Civil War cleverly masquerades as a dumber movie
With a polarised election coming up in the U.S, A24 and Alex Garland have been brave enough to carve out a foreboding heart of darkness and smart enough to disguise it as a pedestrian thriller.
I hope Civil War tricks people into watching it. Alex Garland’s visceral, personal thriller is an alarming portrait of societal collapse in a dystopian U.S. The fact A24’s marketing has disguised it as IMAX-ready military porn will hopefully pull in audiences who normally adore films of the gun-toting, trigger-happy, warmongering variety.
I left this film genuinely distressed. Civil War, which follows an armed rebellion by California and Texas against the president’s authority, contains many upsetting scenes. I’m not talking about blood and gore. I’m talking about scenes which show how casual killing becomes in an armed conflict. Scenes which show how human morality so quickly becomes a moveable feast once civility collapses, once collective madness takes hold and tears through safe normality. Reason and magnanimity are abandoned. It doesn’t matter who’s the most skilled diplomat, it doesn’t matter what your principles are. All that matters is who has the bigger stick.
I walked home from the cinema feeling uneasy, unsafe and powerless. In a good way - these feelings remind us not to take social stability for granted. You can watch the news and read death statistics or personal accounts of horrific wars in other countries. But that, for me, will not have the same immediacy as watching an intimate portrayal of a war on western soil.
The film draws stark attention to the role of the media in times of violence. The protagonists are four photojournalists hoping to get the last interview with the U.S President (Nick Offerman, because why not?) before the ‘Western Alliance’ depose of him. Garland takes us on a sorrowful ride through a decimated U.S, introducing us to its bombed out cities and unhinged citizens through the eyes of aspiring photographer Jesse (Cailee Spaeny).

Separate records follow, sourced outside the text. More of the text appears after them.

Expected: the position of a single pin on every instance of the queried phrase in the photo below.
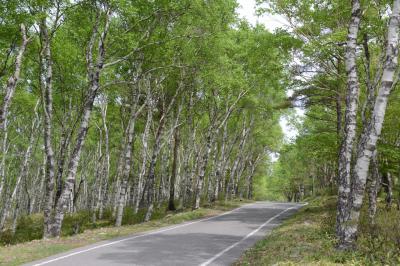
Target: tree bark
(353, 91)
(94, 70)
(373, 130)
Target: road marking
(247, 236)
(138, 236)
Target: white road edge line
(138, 236)
(247, 236)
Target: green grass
(308, 238)
(37, 249)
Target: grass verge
(307, 238)
(38, 249)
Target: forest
(116, 107)
(117, 112)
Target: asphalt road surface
(218, 240)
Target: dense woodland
(118, 110)
(120, 107)
(345, 77)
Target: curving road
(219, 240)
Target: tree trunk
(94, 70)
(353, 91)
(372, 132)
(171, 202)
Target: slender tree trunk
(13, 80)
(127, 161)
(171, 202)
(46, 76)
(372, 132)
(94, 79)
(353, 91)
(374, 187)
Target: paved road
(218, 240)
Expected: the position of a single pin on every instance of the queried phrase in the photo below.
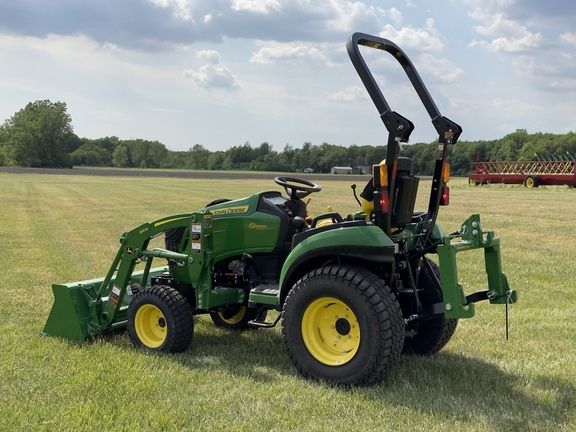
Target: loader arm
(87, 308)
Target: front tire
(160, 319)
(343, 325)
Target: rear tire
(160, 319)
(343, 325)
(435, 333)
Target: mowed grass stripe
(58, 229)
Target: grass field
(57, 229)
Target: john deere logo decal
(254, 225)
(230, 211)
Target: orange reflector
(384, 201)
(445, 200)
(380, 175)
(446, 172)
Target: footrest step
(265, 289)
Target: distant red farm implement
(559, 170)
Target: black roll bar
(399, 128)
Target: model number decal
(230, 210)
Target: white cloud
(213, 74)
(568, 38)
(349, 94)
(258, 6)
(506, 35)
(273, 52)
(408, 38)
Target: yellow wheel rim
(150, 326)
(236, 318)
(330, 331)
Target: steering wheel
(297, 188)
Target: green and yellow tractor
(353, 292)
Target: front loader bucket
(70, 316)
(77, 313)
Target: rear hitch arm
(456, 303)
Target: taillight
(445, 200)
(384, 200)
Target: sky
(221, 73)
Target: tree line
(41, 135)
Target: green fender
(365, 242)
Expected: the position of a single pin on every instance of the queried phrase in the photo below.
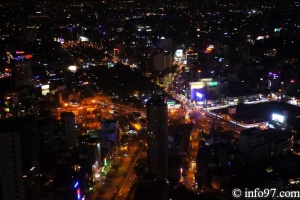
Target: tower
(22, 70)
(157, 115)
(68, 128)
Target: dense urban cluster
(137, 99)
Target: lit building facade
(68, 128)
(157, 116)
(22, 71)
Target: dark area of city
(149, 99)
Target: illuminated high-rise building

Garland presents other kinds of casual indifference to violence here - the indifference with which we consume horrific news and the indifference with which (some of) the media captures and commodifies suffering. With the belief that they are heralds of objectivity, that their photos act as warnings against war, our photographers chase the personal high of capturing a moment of extreme violence on camera. ‘I’ve never felt more alive’ Jesse says, after emerging from a pit full of corpses and witnessing the ruthless murder of an innocent civilian.
Mr Garland’s direction here is masterful. His camera lets you inhabit the characters’ subjectivity, lets you also chase the thrill of snapping a powerful war photograph. It’s an uncomfortable bodily feeling, this line between horror and high. I felt it physically, and would place Civil War in an emerging genre of ‘anxiety film and television’ that also includes the likes of Boiling Point, Uncut Gems and Industry.

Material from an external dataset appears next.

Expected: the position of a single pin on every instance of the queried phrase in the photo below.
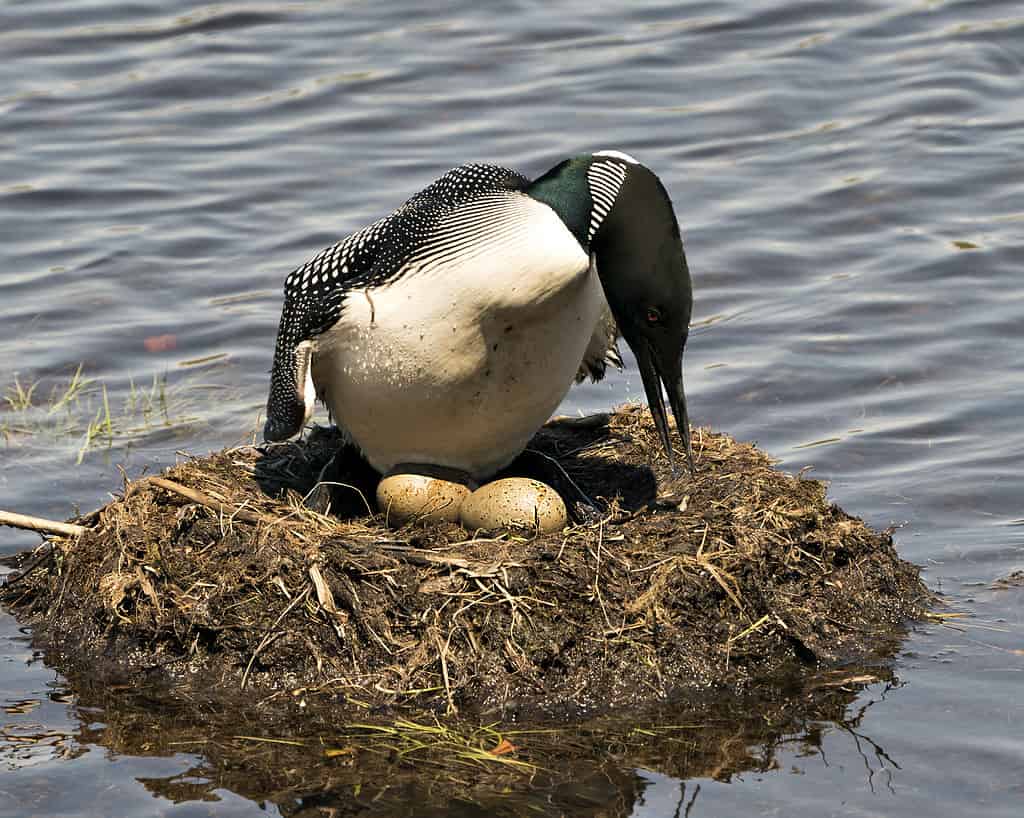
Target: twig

Civil War also warns against the divisiveness and tribalism that have come to define our political discourse. I haven’t been on X (formerly known as Twitter, currently known as cesspit) in a while, but last time I checked everyone was still casting first stones and living in glass houses. We’ve become encamped, entrenched and unwilling to listen to opposing views because it threatens our sense of identity.
In Civil War, no one remembers why Americans are fighting each other. No one explains what political rupture tore the country asunder, or why California and Texas are inexplicably on the same side, despite currently occupying the opposing ends of America’s political spectrum. People keep on fighting and killing with casual indifference simply because other people are fighting and killing them. It feels like an all-too-natural escalation of our current political climate, where a politics of rage threatens debate and compromise.

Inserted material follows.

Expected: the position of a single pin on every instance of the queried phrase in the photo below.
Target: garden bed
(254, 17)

You might think I’m being dramatic. We might watch this film and sit pretty in the west. We might think of bloody conflicts unfolding elsewhere in the world and tell ourselves ‘that won’t happen here’. But after the images that emerged from Capitol Hill in January 2021 - an armed insurrection at the heart of American politics, fermented in the rabbit holes of internet politics - does the dystopia Civil War posits really sit at such a comfortable distance? Garland’s beautiful tragedy of making mistakes and not learning from them makes for essential viewing, and I hope its marketing entices a crowd who might otherwise pass on a more thoughtful thriller.